DORSA DERAKHSHANI: Why I Left Iran to Play Chess in America.

Chess — a game that I have loved since I first sat down at a board — is pure. It doesn’t care about gender, ethnicity, nationality, status or politics. But too often the countries, organizations and people who enforce the rules in the world of chess are anything but.

This is a subject I know something about.

I was the second-highest-ranked player for girls under 18 in the world in 2016. I am the second-highest-ranked female chess player in Iranian history. And yet my passion for the game has taken me thousands of miles away from my home in Tehran to seek citizenship here in the United States.

From 2011 until 2015 I played for the Iranian national team. I had to follow the official Iranian dress code, which requires women to cover their hair in public. I understood that being a member of the team meant that I was an official representative of the country, so I never broke the rules. But I chafed under them.

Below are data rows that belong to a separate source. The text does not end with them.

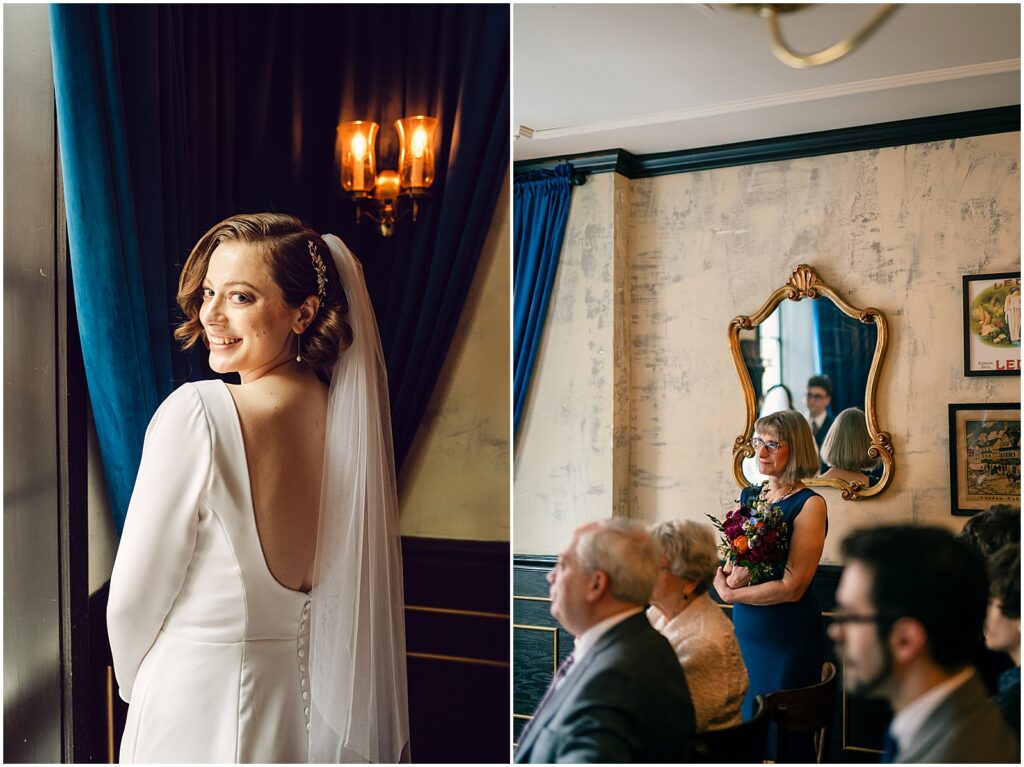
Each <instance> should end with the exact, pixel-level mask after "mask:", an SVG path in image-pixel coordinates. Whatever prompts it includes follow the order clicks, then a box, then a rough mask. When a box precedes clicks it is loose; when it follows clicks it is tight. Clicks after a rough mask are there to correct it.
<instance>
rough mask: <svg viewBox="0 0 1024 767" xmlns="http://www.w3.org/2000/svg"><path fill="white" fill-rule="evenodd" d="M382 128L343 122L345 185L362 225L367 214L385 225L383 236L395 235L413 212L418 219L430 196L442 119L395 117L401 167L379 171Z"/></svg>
mask: <svg viewBox="0 0 1024 767" xmlns="http://www.w3.org/2000/svg"><path fill="white" fill-rule="evenodd" d="M379 127H380V126H378V125H377V123H373V122H368V121H366V120H353V121H351V122H347V123H341V125H339V126H338V138H337V153H338V156H339V158H340V159H341V186H342V188H343V189H344V190H345V194H347V195H348V196H349V197H351V198H352V200H353V201H354V202H355V221H356V223H358V222H359V221H360V220H361V217H362V216H367V217H368V218H370V219H371V220H372V221H374V222H375V223H376V224H377V225H378V226H379V227H380V232H381V236H382V237H391V236H392V235H394V227H395V224H397V222H398V221H400V220H401V219H402V218H403V217H404V216H406V215H407V214H408V213H412V215H413V220H414V221H415V220H416V218H417V215H418V214H419V207H420V200H422V199H425V198H426V197H428V196H429V194H430V191H429V189H430V185H431V184H432V183H433V182H434V132H435V130H436V129H437V118H435V117H425V116H423V115H417V116H415V117H406V118H402V119H401V120H396V121H395V123H394V127H395V130H396V131H398V138H399V140H400V141H401V150H400V152H399V155H398V170H397V171H394V170H382V171H381V172H380V173H377V164H376V160H375V146H376V140H377V129H378V128H379ZM403 203H406V204H403ZM407 204H408V205H407ZM399 208H407V210H404V211H400V210H399Z"/></svg>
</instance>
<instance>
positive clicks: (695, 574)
mask: <svg viewBox="0 0 1024 767" xmlns="http://www.w3.org/2000/svg"><path fill="white" fill-rule="evenodd" d="M649 529H650V535H651V536H652V537H653V538H654V542H655V543H656V544H657V546H658V548H659V549H660V550H662V553H663V554H665V556H667V557H668V558H669V569H670V570H671V571H672V574H673V576H675V577H676V578H678V579H681V580H683V581H689V582H690V583H695V584H696V585H697V587H696V589H694V592H695V593H696V594H697V595H699V594H703V593H705V592H706V591H708V588H709V587H710V586H711V584H712V582H713V581H714V580H715V572H716V571H717V570H718V551H717V550H716V548H715V532H714V531H713V530H712V527H711V525H710V524H701V523H700V522H694V521H693V520H691V519H672V520H669V521H666V522H659V523H657V524H654V525H652V526H651V527H649Z"/></svg>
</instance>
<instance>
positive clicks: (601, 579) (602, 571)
mask: <svg viewBox="0 0 1024 767" xmlns="http://www.w3.org/2000/svg"><path fill="white" fill-rule="evenodd" d="M589 578H590V581H589V582H588V584H587V601H588V602H596V601H598V600H600V599H601V598H602V597H603V596H604V595H605V593H607V591H608V584H609V582H608V573H607V572H605V571H604V570H594V571H593V572H592V573H590V577H589Z"/></svg>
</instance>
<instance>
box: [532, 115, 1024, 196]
mask: <svg viewBox="0 0 1024 767" xmlns="http://www.w3.org/2000/svg"><path fill="white" fill-rule="evenodd" d="M1020 129H1021V111H1020V104H1014V105H1012V106H996V108H994V109H989V110H976V111H973V112H958V113H954V114H951V115H938V116H935V117H923V118H915V119H912V120H898V121H895V122H891V123H877V124H874V125H859V126H855V127H852V128H839V129H837V130H826V131H819V132H815V133H801V134H798V135H792V136H781V137H778V138H765V139H759V140H756V141H741V142H739V143H730V144H721V145H718V146H703V147H699V148H694V150H682V151H679V152H663V153H657V154H652V155H634V154H632V153H629V152H627V151H626V150H621V148H618V150H606V151H602V152H588V153H583V154H580V155H569V156H562V157H548V158H540V159H537V160H522V161H519V162H516V163H514V164H513V168H514V173H516V174H519V173H524V172H527V171H531V170H540V169H551V168H553V167H554V166H555V165H557V164H558V163H562V162H569V163H571V164H572V168H573V170H575V171H577V172H579V173H584V174H586V175H590V174H593V173H618V174H621V175H623V176H626V177H627V178H631V179H635V178H648V177H651V176H663V175H669V174H672V173H690V172H693V171H698V170H711V169H714V168H727V167H731V166H734V165H753V164H756V163H768V162H777V161H780V160H794V159H797V158H803V157H816V156H820V155H835V154H839V153H843V152H862V151H865V150H874V148H882V147H886V146H901V145H904V144H910V143H923V142H926V141H945V140H949V139H952V138H967V137H969V136H979V135H985V134H989V133H1009V132H1013V131H1019V130H1020Z"/></svg>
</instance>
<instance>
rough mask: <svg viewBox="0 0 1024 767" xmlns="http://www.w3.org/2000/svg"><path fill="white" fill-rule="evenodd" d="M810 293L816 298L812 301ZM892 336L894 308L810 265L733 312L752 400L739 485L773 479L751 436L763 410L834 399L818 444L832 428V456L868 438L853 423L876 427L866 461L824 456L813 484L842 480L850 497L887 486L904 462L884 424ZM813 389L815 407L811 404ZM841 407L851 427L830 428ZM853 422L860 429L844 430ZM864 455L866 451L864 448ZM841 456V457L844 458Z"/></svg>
mask: <svg viewBox="0 0 1024 767" xmlns="http://www.w3.org/2000/svg"><path fill="white" fill-rule="evenodd" d="M805 298H807V299H810V301H806V302H805V301H804V299H805ZM888 342H889V328H888V325H887V324H886V316H885V314H883V313H882V312H881V311H879V310H878V309H874V308H870V307H868V308H866V309H858V308H856V307H855V306H851V305H850V304H848V303H847V302H846V301H845V300H843V299H842V298H841V297H840V296H839V294H838V293H837V292H836V291H835V290H833V289H831V288H830V287H828V286H827V285H825V284H824V283H823V282H822V281H821V279H820V278H819V276H818V275H817V273H816V272H815V271H814V269H813V268H811V267H810V266H808V265H807V264H800V266H798V267H797V268H796V269H794V271H793V274H792V275H791V276H790V281H788V282H787V283H786V284H785V285H783V286H782V287H781V288H779V289H777V290H776V291H775V292H773V293H772V294H771V295H770V296H769V297H768V300H767V301H765V303H764V305H762V307H761V308H760V309H758V311H757V312H756V313H754V314H752V315H751V316H742V315H741V316H737V317H733V319H732V322H731V323H729V350H730V351H731V352H732V361H733V364H734V365H735V366H736V373H737V374H738V375H739V383H740V386H741V387H742V389H743V399H744V403H745V409H746V424H745V426H744V428H743V433H742V434H740V435H739V436H737V437H736V441H735V444H734V445H733V449H732V460H733V474H734V475H735V477H736V481H737V482H738V483H739V485H740V486H741V487H743V486H746V485H749V484H753V483H755V482H757V481H760V479H763V476H761V475H760V473H759V472H758V471H757V466H756V462H755V461H754V448H753V446H752V445H751V438H752V437H753V436H754V422H755V421H756V420H757V419H758V417H759V415H766V414H767V413H769V412H774V411H776V410H781V409H783V408H792V409H793V410H798V411H802V412H804V413H805V415H809V416H813V415H815V414H814V412H813V411H814V410H818V412H819V414H820V409H821V402H822V401H824V402H825V404H829V406H831V407H830V409H829V413H828V416H827V419H828V420H827V422H826V423H825V424H822V425H821V427H820V434H816V435H815V440H816V441H817V442H818V446H819V448H821V446H822V444H823V443H824V442H825V441H826V440H828V438H829V436H830V437H831V438H833V440H831V441H830V442H829V446H830V448H831V451H830V452H829V453H828V456H829V457H831V456H837V457H838V456H841V455H849V453H850V448H849V445H856V444H858V442H857V438H856V433H855V430H852V429H853V426H852V422H853V421H855V420H857V419H859V420H860V425H859V429H860V432H861V436H863V427H864V425H866V429H867V437H866V439H863V438H862V440H861V442H862V443H864V444H866V445H867V450H866V458H858V459H856V462H857V463H858V464H859V465H857V466H850V467H842V466H839V465H836V466H829V465H826V464H825V463H824V462H822V464H821V471H820V472H819V474H818V476H816V477H814V478H812V479H806V480H804V481H805V483H806V484H808V485H810V486H812V487H820V486H828V487H836V488H838V489H841V491H842V492H843V498H844V499H846V500H856V499H859V498H870V497H872V496H878V495H879V494H881V493H882V492H883V491H885V489H886V487H888V486H889V484H890V482H892V477H893V471H894V468H895V467H894V464H893V446H892V440H891V437H890V435H889V433H888V432H886V431H883V430H882V429H881V428H880V427H879V422H878V412H877V409H876V396H877V392H878V386H879V377H880V375H881V373H882V364H883V361H884V359H885V355H886V348H887V346H888ZM822 375H824V376H826V377H827V379H828V380H827V381H826V382H820V379H817V380H818V382H819V383H822V385H821V386H816V385H809V384H811V383H812V380H814V377H818V376H822ZM805 390H806V394H805ZM826 390H827V392H826ZM766 395H767V396H766ZM805 397H806V406H807V408H805V407H803V406H804V404H805ZM786 400H788V401H786ZM848 408H849V409H854V408H856V409H857V411H860V412H862V413H863V416H862V417H861V416H860V415H859V413H854V412H847V409H848ZM841 411H843V412H844V413H843V418H842V419H841V428H840V429H837V430H836V431H837V433H836V434H829V433H828V432H829V431H831V430H833V429H831V426H833V425H834V420H833V419H835V417H836V416H839V415H840V412H841ZM819 418H820V415H819ZM847 429H851V430H850V431H844V430H847ZM841 445H842V446H841ZM856 454H857V455H858V456H862V455H863V453H862V452H861V451H856ZM847 460H849V459H847ZM836 461H837V464H838V462H839V459H836ZM822 474H824V476H822Z"/></svg>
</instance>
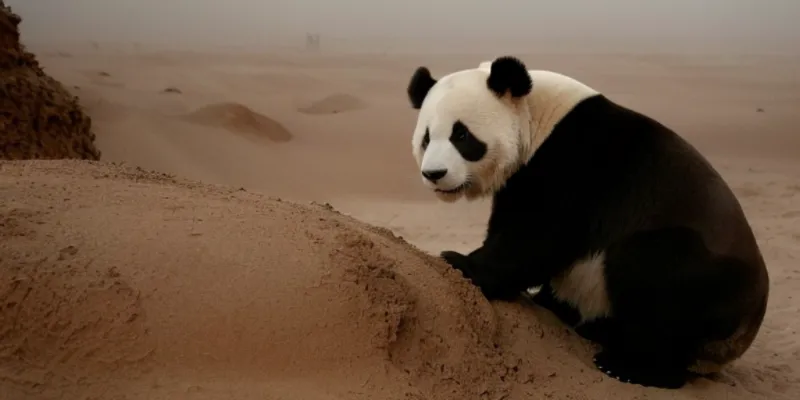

Unlike on the Iranian team, I am now surrounded by people who respect me as a player and don’t care or notice what I look like. Unlike on the Iranian team, where the officials could ignore a player’s earned right to play a tournament and replace that player with someone they preferred, here the rules are consistent and fair.

In this sense, America at its best reflects the best values of chess. Chess doesn’t care how old you are or what you wear. It doesn’t care about what gender you are, or how much money you have. It is blind to all of that. It cares only about merit.